Howard, who held various roles with the firm between early 2006 and May 2018, is seeking compensation for the "economic damages and other actual harm" caused by the breach. This includes potential identity theft, reduced privacy, as well as lowered credit scores from credit inquiries following fraudulent activity.
Citrix's chief digital risk officer Peter Lefkowitz told IT Pro last month the company had learnt its lessons from the breach and would be reviewing password management procedures.
"Certainly the incident that happened, if anything, made us more focused on the topic, and made us look even deeper at everything that we do," Lefkowitz said during the firm's annual Synergy conference hosted in Atlanta, Georgia.
"I think this is going to be an area of really important evolution and an area of experimentation. We'd love to get to a place where we don't have to rely on passwords.
"But until we get there, we're going to have to take a layered approach. We're going to have to do passwords and checking for weak passwords, and checking for burnt passwords, and multi-factor, various sorts of multifactor, logging and monitoring, and controls on the inside."

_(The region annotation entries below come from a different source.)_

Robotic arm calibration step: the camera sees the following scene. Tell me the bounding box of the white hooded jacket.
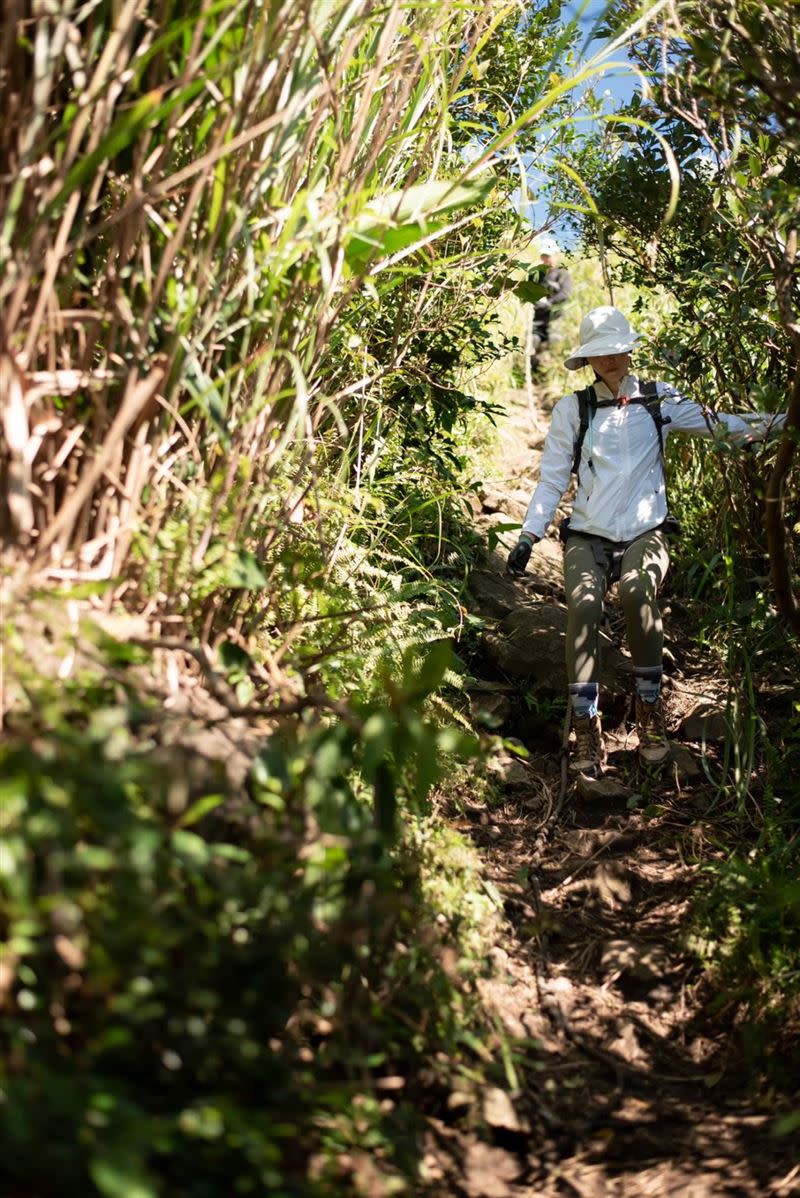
[522,374,786,541]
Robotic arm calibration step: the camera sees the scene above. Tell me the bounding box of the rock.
[666,740,703,782]
[467,555,520,619]
[483,1085,528,1131]
[575,774,634,800]
[461,1140,522,1198]
[483,603,631,696]
[680,698,728,743]
[480,484,531,524]
[486,751,531,787]
[600,940,672,982]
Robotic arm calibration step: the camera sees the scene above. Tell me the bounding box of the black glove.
[507,539,533,577]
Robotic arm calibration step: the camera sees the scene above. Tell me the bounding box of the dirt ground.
[428,393,800,1198]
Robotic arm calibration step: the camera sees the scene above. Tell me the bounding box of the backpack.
[571,382,671,484]
[559,382,680,541]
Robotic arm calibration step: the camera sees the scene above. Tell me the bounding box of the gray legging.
[564,528,669,683]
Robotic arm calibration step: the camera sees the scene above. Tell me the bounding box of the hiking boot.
[636,695,669,766]
[569,715,606,778]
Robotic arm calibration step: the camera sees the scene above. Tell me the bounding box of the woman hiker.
[508,307,784,778]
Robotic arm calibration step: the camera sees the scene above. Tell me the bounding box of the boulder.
[680,698,728,744]
[468,553,521,619]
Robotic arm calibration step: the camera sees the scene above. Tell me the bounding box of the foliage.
[689,836,800,1084]
[0,654,493,1198]
[555,0,800,1067]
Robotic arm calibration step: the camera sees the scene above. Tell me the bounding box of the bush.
[0,674,491,1198]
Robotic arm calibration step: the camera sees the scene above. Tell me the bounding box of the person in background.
[508,307,786,779]
[531,242,572,374]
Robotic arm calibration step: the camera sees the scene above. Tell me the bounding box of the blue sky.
[528,0,640,243]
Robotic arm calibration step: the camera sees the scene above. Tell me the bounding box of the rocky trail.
[428,394,800,1198]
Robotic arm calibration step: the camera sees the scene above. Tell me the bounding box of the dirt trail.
[434,395,800,1198]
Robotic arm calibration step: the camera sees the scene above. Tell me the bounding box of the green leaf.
[413,641,453,696]
[178,794,225,828]
[345,176,496,268]
[89,1152,158,1198]
[514,279,550,303]
[224,549,268,591]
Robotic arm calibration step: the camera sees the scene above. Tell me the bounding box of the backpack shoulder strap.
[571,387,598,482]
[638,382,671,458]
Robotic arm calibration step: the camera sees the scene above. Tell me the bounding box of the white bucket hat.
[564,305,641,370]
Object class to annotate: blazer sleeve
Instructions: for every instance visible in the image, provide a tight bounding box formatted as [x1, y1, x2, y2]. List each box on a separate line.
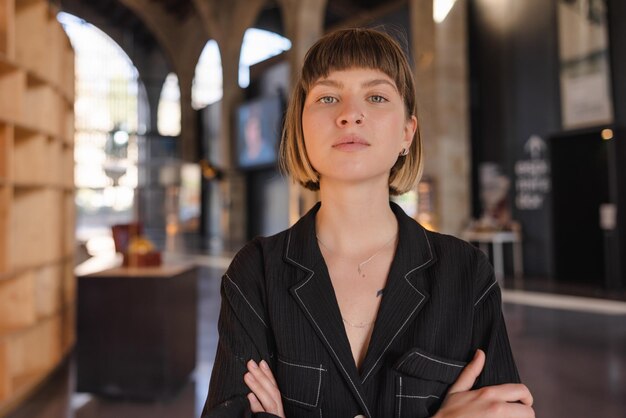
[202, 242, 274, 418]
[472, 252, 520, 388]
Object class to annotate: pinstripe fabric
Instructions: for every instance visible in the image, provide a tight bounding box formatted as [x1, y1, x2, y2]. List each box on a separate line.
[202, 203, 519, 418]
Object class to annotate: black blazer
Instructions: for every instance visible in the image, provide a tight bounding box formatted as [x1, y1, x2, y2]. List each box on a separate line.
[202, 203, 519, 418]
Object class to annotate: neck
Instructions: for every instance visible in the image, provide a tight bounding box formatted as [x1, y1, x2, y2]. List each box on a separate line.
[316, 178, 398, 257]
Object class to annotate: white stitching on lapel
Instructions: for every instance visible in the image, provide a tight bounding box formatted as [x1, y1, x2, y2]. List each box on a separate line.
[362, 229, 433, 383]
[285, 230, 372, 417]
[224, 274, 269, 328]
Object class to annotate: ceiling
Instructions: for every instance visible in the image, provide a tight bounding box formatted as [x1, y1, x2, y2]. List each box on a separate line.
[56, 0, 389, 54]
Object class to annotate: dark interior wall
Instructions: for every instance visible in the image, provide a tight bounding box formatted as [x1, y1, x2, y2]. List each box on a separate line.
[607, 0, 626, 286]
[468, 0, 560, 277]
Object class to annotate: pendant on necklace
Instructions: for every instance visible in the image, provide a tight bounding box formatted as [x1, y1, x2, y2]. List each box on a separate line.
[356, 264, 365, 277]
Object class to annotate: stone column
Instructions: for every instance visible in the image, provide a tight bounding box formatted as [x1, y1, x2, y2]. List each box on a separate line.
[194, 0, 263, 248]
[409, 0, 470, 234]
[280, 0, 327, 224]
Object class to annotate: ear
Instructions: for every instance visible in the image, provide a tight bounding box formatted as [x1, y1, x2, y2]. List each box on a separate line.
[402, 115, 418, 149]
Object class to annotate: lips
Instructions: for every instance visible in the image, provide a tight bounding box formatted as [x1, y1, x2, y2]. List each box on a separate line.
[333, 135, 370, 149]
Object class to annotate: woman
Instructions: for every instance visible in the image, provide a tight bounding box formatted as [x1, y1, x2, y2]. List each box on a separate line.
[203, 29, 534, 418]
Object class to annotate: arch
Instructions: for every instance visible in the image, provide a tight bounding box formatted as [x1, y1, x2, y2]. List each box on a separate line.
[239, 27, 291, 87]
[58, 13, 149, 235]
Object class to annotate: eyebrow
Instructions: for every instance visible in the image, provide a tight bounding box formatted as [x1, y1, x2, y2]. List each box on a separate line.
[311, 78, 397, 90]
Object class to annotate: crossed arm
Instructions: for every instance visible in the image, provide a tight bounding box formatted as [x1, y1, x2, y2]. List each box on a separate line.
[243, 350, 535, 418]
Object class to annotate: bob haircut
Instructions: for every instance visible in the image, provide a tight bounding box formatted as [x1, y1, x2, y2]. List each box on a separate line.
[280, 28, 422, 195]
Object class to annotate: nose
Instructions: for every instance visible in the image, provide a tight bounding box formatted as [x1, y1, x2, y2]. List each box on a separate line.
[337, 101, 365, 127]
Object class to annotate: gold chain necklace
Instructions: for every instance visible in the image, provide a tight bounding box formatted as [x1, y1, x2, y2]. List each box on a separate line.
[315, 232, 398, 277]
[341, 316, 374, 329]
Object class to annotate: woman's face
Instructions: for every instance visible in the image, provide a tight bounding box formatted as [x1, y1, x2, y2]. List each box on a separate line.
[302, 68, 417, 191]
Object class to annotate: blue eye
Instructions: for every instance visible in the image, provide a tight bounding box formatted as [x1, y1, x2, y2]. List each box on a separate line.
[318, 96, 337, 104]
[370, 95, 388, 103]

Senior analyst with Forrester and security expert Paul McKay told IT Pro companies should expect to see more legal action given the raft of new data protection laws that have come into force across Europe and certain states in the US.
"We have seen a similar example here in the UK," McKay said. "Employees took a retail supermarket Morrisons to the High Court and managed to win damages for the employees as they were deemed to have failed in their duty to protect and maintain the security of employee information.
"Class action lawsuits have arisen for many recent US-based breaches, for example, the recent Equifax breach and are currently working their way through the legal processes.
"While these developments are showing that companies are liable to be held accountable and pursued through the legal process to redress potential damages, it is still interesting in the Citrix case that the employee has done so, given the potential risk to themselves in doing so."
McKay added that he would expect further consumer-based action to become almost a standard course of action following a future breach in the US. Employee-based action, however, would be a comparative rarity in comparison.
IT Pro approached Citrix for a statement on the legal action but did not receive a response at the time of writing.